Plasminogen activation may be inhibited by the athero-thrombogenic Lp(a) particle via a competitive interaction based on the homology between its apolipoprotein(a) (apo(a)) component and plasminogen. Pericellular proteolysis induced by plasminogen activation on vascular smooth muscle cells leads to cell detachment-induced apoptosis (Meilhac and al. this meeting). We have explored the possibility that apo(a) may interfere with this phenomenon. To investigate this hypothesis, we first determined the parameters of plasminogen binding and activation on rat VSMCs in culture with or without apo(a). Plasminogen and apo(a) binding were measured with specific antibodies and kinetics of plasminogen activation with a chromogenic substrate selective for plasmin. Our results show that plasminogen binds to membrane glycoproteins with an affinity similar to that found for other cell types (Kd = 1 µM), and is efficiently activated by membrane-bound t-PA expressed by VSMCs (Km = 90 nM).
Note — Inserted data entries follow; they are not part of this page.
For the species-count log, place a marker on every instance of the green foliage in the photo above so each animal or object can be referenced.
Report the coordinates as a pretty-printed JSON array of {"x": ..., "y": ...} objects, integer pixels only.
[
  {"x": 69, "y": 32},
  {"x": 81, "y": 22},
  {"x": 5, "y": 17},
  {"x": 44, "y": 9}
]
In contrast to plasminogen, recombinant apo(a) binds to VSMCs with a 270-fold higher affinity (Kd = 3.7 nM), and competes efficiently with plasminogen for cell binding inhibiting thereby the formation of plasmin (IC50 = 94 nM). Despite this inhibition, apo(a) does not protect VSMCs from cell detachment induced apoptosis. Surprisingly, at an intermediate concentration (100 nM), apo(a) potentates this phenomenon. This effect of apo(a) may involve apo(a) fragmentation by plasmin. We demonstrate such a fragmentation in in vitro experiments. Our results add further information to explain the athero-thrombogenic effect of apo(a).